Genç sporculara bu konuda ne önerirsiniz? Biz de ilk kazandığımızı güzel spor bir arabaya yatırdık. Gençlerde araba hevesi oluyor ama ev-arsa gibi kalıcı şeyler alsınlar, arabayı her zaman alırlar. Parayı nasıl ve nerede kullanacakları önemli. Sonuçta maksimum 37-38 yaşına kadar oynuyorsun, ne kazanacağın, ondan sonra ne iş yapacağın belli değil. Hiçbirimiz ne ticaretten, ne başka şeyden anlarız. Sonuçta çocukluğumuzdan beri hep sporun içindeyiz. Sporu bırakıp iş hayatında çok paralar kaybedenler var.
Siz başka bir iş yapmayı düşünüyor musunuz?
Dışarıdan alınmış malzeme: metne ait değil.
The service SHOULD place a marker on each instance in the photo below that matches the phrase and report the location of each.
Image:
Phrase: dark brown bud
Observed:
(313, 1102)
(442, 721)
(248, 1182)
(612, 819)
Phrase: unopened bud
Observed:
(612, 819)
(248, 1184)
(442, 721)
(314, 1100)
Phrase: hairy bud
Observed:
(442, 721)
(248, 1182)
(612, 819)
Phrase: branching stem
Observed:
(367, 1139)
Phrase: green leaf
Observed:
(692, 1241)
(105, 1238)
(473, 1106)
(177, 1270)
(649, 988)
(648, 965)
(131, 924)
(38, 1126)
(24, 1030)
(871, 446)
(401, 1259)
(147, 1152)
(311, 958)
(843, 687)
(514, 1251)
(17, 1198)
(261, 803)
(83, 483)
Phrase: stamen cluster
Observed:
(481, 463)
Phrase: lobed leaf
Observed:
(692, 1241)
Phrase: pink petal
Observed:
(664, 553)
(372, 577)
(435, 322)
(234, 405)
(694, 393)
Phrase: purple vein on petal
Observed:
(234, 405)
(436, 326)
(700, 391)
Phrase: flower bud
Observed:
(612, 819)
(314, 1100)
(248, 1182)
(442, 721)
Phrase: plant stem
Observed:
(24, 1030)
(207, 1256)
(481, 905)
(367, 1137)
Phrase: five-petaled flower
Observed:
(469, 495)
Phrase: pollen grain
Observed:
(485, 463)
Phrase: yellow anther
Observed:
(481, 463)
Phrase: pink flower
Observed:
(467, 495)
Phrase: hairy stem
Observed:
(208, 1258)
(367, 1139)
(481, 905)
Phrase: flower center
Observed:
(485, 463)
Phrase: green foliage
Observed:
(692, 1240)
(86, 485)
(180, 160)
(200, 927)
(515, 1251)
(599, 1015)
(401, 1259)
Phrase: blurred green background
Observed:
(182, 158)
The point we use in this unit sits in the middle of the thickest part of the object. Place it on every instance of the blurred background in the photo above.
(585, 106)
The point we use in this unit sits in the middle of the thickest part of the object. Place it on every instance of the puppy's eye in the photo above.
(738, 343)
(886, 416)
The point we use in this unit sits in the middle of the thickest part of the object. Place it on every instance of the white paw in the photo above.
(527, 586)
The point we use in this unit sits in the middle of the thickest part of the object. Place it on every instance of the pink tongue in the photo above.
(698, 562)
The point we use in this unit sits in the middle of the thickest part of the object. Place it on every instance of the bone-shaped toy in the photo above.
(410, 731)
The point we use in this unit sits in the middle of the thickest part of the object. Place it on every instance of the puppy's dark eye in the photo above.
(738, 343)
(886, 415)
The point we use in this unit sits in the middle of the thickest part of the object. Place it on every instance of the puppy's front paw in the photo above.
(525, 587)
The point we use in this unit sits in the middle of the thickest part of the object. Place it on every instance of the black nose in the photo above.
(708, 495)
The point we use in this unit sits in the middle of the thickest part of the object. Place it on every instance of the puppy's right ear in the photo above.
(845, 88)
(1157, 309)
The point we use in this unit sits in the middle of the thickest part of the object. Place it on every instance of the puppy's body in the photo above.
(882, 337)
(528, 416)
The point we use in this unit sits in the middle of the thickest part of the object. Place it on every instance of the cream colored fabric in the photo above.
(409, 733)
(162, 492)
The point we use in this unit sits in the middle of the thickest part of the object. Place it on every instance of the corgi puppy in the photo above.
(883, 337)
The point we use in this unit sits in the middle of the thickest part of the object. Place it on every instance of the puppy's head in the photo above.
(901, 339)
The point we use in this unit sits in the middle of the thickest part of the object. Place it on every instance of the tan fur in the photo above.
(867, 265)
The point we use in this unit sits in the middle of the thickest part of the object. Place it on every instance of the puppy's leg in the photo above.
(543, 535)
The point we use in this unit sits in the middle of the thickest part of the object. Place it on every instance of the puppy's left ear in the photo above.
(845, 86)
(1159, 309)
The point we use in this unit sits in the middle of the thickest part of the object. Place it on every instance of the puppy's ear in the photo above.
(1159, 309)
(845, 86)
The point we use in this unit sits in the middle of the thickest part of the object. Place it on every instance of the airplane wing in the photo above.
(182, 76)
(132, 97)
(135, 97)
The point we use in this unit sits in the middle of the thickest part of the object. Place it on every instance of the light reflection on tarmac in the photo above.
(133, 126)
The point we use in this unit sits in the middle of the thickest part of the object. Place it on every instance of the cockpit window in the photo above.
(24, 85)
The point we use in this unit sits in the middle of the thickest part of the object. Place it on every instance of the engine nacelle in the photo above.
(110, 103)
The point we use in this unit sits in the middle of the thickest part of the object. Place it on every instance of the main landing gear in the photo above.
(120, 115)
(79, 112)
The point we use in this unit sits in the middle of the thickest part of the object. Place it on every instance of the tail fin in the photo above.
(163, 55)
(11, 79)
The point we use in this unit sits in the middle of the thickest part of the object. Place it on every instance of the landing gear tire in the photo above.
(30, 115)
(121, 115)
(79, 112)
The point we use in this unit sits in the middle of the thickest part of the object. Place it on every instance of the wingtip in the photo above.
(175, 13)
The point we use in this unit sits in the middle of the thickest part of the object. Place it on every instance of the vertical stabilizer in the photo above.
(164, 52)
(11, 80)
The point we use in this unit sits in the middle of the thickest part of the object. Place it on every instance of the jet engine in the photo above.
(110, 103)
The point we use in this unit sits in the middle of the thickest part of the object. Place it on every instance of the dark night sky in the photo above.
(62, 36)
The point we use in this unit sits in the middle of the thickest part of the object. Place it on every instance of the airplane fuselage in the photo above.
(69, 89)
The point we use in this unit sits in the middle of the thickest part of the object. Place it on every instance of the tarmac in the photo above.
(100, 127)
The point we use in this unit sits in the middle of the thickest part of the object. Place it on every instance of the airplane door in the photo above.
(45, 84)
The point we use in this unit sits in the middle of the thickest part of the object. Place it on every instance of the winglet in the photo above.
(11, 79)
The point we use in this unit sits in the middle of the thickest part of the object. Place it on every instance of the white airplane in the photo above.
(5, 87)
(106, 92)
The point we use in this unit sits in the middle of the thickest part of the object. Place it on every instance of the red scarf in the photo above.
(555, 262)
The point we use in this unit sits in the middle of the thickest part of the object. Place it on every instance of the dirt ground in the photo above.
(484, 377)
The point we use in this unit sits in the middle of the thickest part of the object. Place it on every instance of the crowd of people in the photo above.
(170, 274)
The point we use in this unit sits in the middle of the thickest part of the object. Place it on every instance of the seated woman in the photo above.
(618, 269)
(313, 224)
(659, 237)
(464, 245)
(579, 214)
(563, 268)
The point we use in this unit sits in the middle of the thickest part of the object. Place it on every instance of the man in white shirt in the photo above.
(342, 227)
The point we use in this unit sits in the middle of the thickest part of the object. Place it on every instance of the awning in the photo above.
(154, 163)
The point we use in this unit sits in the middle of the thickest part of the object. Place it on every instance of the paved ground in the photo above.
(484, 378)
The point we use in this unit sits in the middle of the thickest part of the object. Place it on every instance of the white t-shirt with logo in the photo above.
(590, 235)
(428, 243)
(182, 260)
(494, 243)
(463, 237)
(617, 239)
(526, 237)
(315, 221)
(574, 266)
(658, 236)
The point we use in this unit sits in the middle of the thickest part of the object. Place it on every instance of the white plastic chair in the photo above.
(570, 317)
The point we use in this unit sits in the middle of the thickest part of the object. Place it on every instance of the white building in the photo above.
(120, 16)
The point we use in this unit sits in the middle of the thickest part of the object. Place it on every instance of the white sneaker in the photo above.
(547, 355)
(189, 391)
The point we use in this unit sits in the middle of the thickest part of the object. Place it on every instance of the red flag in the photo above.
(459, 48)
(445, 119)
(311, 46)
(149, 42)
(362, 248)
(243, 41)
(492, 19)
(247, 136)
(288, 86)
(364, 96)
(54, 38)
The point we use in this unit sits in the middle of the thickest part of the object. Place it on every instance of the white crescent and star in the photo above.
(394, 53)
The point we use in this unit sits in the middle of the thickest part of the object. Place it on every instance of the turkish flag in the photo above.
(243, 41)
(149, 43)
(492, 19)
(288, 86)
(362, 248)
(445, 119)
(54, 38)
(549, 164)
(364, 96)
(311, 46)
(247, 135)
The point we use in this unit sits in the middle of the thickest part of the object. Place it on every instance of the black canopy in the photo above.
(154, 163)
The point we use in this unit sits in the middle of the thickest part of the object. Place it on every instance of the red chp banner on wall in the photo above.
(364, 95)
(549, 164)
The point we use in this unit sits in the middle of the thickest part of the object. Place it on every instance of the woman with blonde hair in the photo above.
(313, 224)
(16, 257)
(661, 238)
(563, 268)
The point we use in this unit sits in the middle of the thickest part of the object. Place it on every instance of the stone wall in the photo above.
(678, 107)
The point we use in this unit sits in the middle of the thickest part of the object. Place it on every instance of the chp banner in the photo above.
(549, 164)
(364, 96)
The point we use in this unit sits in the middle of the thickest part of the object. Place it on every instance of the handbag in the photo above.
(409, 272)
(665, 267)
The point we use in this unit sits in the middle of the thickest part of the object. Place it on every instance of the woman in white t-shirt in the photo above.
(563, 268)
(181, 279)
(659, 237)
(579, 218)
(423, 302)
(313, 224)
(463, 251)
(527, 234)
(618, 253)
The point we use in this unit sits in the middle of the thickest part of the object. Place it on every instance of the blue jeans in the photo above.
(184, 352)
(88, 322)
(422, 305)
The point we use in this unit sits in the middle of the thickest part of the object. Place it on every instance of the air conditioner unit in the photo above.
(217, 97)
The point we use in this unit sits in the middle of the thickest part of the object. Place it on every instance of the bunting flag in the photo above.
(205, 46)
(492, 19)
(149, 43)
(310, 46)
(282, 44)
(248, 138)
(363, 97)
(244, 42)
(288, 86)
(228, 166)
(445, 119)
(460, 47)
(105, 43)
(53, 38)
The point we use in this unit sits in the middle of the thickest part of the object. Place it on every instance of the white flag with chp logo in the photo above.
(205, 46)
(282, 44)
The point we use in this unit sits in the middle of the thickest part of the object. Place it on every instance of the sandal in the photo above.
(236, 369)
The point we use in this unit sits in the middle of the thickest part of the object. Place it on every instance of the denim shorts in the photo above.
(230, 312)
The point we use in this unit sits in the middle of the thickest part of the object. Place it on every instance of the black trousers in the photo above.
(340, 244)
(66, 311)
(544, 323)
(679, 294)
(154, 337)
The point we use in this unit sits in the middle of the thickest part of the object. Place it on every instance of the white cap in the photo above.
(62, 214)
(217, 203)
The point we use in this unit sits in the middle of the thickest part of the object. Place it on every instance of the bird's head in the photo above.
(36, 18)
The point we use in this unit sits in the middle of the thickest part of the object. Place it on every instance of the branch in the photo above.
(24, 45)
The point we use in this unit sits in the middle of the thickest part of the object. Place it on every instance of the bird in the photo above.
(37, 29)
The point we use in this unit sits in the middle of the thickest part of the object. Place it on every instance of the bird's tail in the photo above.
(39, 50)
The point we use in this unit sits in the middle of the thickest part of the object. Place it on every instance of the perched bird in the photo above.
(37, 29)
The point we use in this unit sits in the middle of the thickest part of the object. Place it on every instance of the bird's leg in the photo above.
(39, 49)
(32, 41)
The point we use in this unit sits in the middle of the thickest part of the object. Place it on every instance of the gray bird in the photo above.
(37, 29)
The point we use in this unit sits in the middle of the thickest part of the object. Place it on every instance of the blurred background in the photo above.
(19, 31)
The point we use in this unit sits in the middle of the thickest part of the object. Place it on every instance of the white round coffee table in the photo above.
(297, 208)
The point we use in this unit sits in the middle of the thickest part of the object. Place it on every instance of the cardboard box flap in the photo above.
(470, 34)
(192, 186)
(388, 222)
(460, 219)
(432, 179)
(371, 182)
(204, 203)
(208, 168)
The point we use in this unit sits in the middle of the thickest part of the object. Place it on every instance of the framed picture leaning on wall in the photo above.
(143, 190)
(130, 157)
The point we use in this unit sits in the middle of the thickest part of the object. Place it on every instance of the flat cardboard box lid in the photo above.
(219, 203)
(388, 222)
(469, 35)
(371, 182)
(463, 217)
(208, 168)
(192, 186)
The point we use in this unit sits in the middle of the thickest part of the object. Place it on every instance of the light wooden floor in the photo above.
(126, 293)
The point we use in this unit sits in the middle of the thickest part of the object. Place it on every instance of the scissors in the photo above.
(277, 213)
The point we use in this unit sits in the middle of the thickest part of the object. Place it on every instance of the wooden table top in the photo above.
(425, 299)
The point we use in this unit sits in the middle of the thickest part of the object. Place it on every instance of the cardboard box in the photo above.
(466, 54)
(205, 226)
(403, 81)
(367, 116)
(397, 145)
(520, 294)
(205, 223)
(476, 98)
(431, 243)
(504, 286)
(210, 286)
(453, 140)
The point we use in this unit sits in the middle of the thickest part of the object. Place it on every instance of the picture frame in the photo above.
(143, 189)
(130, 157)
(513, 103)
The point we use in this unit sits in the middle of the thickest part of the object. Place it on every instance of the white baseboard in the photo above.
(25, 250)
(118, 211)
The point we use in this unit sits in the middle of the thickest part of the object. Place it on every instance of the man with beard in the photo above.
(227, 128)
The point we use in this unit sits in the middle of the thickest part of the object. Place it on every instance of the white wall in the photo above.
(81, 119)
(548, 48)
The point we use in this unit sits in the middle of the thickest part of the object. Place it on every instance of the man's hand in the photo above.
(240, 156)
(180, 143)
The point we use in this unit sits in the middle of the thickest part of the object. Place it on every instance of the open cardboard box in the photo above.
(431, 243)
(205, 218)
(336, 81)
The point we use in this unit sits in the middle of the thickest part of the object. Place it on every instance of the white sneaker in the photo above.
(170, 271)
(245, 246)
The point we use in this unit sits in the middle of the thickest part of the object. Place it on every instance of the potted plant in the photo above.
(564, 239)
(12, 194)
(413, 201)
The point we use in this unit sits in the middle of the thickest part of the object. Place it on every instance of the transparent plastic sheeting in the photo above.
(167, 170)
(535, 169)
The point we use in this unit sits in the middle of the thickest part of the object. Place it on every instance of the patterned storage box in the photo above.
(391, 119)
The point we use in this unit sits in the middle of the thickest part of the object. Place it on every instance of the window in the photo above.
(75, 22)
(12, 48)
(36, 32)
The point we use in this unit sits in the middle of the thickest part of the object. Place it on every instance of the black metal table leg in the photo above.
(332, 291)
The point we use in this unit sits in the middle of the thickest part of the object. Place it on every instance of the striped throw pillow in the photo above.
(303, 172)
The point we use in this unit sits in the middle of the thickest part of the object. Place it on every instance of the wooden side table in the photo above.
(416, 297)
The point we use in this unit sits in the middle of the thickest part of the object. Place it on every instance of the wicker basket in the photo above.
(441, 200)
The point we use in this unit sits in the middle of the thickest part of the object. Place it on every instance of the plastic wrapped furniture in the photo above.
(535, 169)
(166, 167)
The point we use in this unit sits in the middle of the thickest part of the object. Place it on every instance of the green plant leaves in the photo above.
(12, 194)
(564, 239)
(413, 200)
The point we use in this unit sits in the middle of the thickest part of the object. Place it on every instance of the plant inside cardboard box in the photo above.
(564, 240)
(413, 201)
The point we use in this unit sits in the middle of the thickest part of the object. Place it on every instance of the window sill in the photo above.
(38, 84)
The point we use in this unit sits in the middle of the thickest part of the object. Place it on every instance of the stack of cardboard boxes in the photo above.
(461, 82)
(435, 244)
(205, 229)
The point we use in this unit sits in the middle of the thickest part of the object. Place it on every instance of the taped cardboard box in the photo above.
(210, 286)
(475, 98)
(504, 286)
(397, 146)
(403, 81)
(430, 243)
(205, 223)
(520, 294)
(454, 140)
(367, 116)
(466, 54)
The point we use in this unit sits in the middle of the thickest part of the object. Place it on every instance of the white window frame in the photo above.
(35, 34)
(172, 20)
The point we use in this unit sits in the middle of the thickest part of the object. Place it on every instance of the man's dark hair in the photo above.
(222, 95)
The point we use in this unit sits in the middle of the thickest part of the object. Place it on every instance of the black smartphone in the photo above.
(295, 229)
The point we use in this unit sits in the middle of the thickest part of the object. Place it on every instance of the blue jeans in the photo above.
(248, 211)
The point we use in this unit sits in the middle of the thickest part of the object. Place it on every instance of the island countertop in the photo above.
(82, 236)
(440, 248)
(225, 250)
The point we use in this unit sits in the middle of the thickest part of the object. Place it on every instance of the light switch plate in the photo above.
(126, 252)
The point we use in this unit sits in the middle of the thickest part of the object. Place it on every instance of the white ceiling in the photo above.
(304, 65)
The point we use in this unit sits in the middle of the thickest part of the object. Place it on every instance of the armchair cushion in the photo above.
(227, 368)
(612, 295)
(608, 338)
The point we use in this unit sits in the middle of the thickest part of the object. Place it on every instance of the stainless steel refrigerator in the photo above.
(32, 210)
Benim de kafamda bir yer açmak var, bakalım.
Kesin balıkçı olur...
Olabilir. (Gülüyor)
SİNEMA TEKLİFİ GELDİ AMA KABUL ETMEDİM
Bir bankanın reklamlarında oynadınız. Başka oyunculuk teklifleri geldi mi?
Oyunculuğu çok düşünmüyorum. Herkes kendi bildiği işi yapsın. Yeni bir sinema filmi teklifi de geldi ama zor. Reklamlarda Şinasi Yurtsever ile beraberiz. 17-18 bölüm çektik. Yönetmenimiz Ozan Açıktan, eski basketbolcu olduğu için beni ayrı bir seviyor, bana yardım ediyor. 60 saniyelik bir reklam 15-16 saatte çekiliyor. Kendimi oynuyorum ama küçüklüğümden beri kamera karşısında heyecanlanmışımdır. Zaten çekimlerin ilk bir saatinde heyecanlı oluyorum, sahneler biraz çöp oluyor ama onlar beni hep rahatlatmaya çalışıyor.